REWARDING ONE'S SELF


SHOULD WE OR SHOULD WE NOT?

I must admit sometimes I forego rewarding myself for some of my accomplishments because either I feel I don’t deserve it, or I’m better off saving the money rather than spending it. Most often, it is not only because the funds are limited, but it may be better off spent towards a more important matter or cause. In this case, I may have exercised high level of restraint or EQ!

This personal dilemma has often led me to feeling that I can only spend a little thus end up buying the “budget stuff”, and commonly those little treats not go a long way. For this reason, my kids remark that I am the “budget mom”. I have read some materials about this lately and most of those articles talk about the value we put on ourselves. For example, for people who give expensive gifts, they tell me they do it because that’s how much value they place on the person they are giving the gift to. But does it necessarily mean that if I give a gift of lesser value, I also consider the person of a lesser value? Does the gift actually reflect how much we think of the person? I guess not. Sometimes you should not push yourself if you cannot afford to give something very expensive. And at times like this, the adage “it’s the thought that counts” becomes handy.
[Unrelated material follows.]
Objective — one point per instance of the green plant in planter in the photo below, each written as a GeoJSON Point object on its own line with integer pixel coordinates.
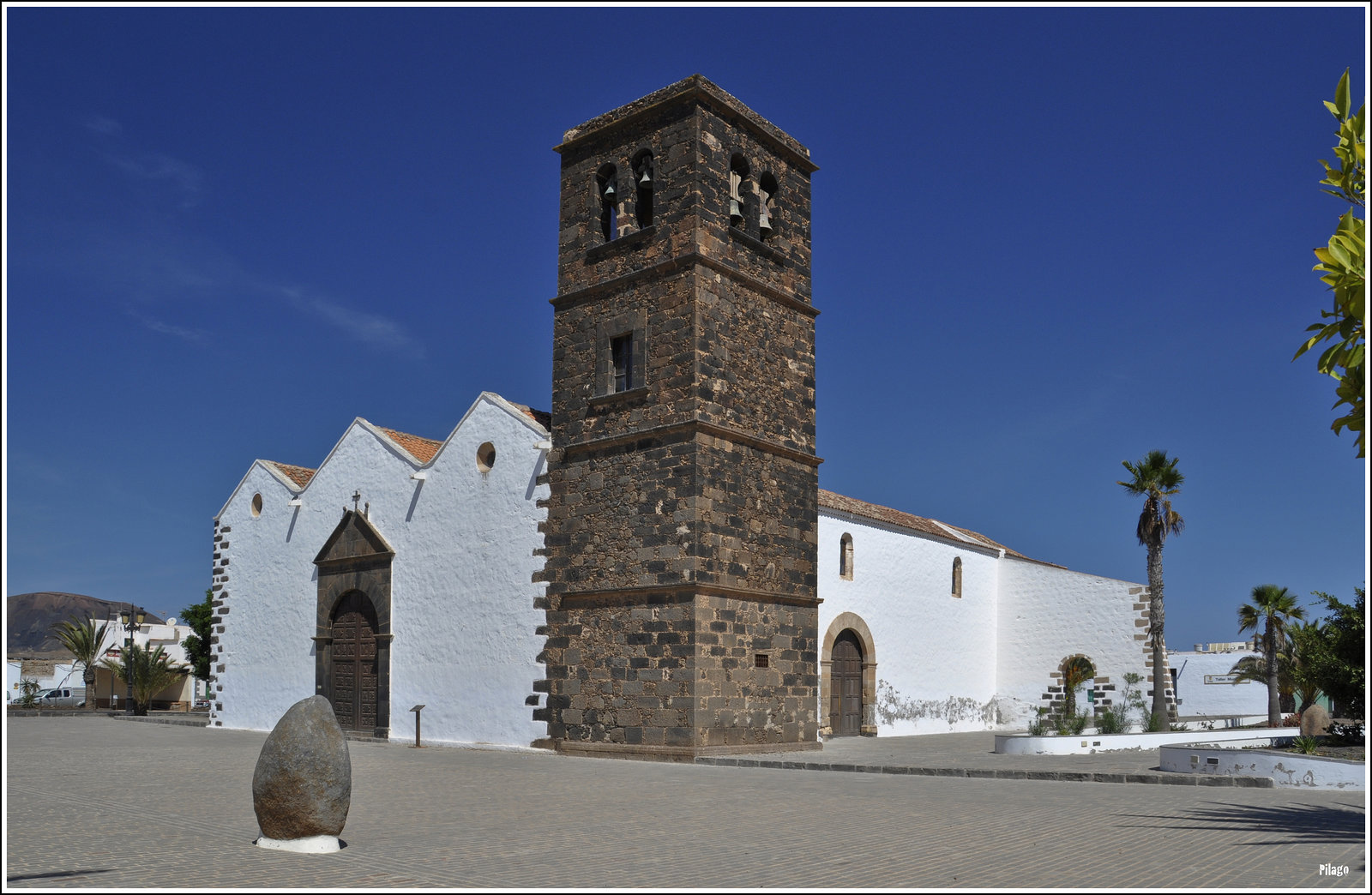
{"type": "Point", "coordinates": [1113, 721]}
{"type": "Point", "coordinates": [1132, 699]}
Going back to rewarding one’s self. I do occasionally buy a treat for myself, but this is very rare. I think it is healthy to look after our selves too! It makes us feel good and it keeps our spirits up. I believe there is nothing to feel guilty about for as long as we do not go beyond our means, and if the treat isn’t something illegal or detrimental to ourselves or to the people around us that might be impacted with the purchase. Something like, why would I buy a $10,000 ring when this amount can be put towards savings for educational scholarship of my children?

In business practice, there are occasions where gift-giving can also pose a dilemma. Company policies are sometimes restrictive on employees accepting gifts from suppliers or stakeholders because of the ethics involved. Then there are other restrictions in terms of what can be an acceptable gift to accept or give (E.g. wines, spirits and alcohol versus cake or flowers) and how much the gift is worth (e.g. $1000 voucher for shopping vs $50 discount voucher for dining).

Most companies and organisations practice giving “gifts” that are standard corporate giveaways such as mugs, pens, umbrellas, T-shirts, diary planners or allow employees’ attendance to company functions. However functional these items are, do they represent the level of appreciation associated with the act of giving? Again there is an issue on the perceived value of the gift, the type of gift, and in view of the perceived value of the recipient.This is truly an issue that is not easy to resolve, and therefore on a personal level, we can perhaps set a limit to how much and how often we can reward ourselves for a good deed done, or if we are giving it to someone else for their accomplishments to show our appreciation. At work, the best possible solution is to refer to the company or organisation guidelines so we can be sure that we are safe and are not in breach of any policy.

Gifts by definition are things or objects given away without expectation of payment or anything in return. And as presents, gifts are given for the simple reason that they are symbolic of the relationship between the giver and the receiver. I reckon this gift giving practice should be kept as part of one’s personal or corporate culture. After all, who doesn’t love a gift?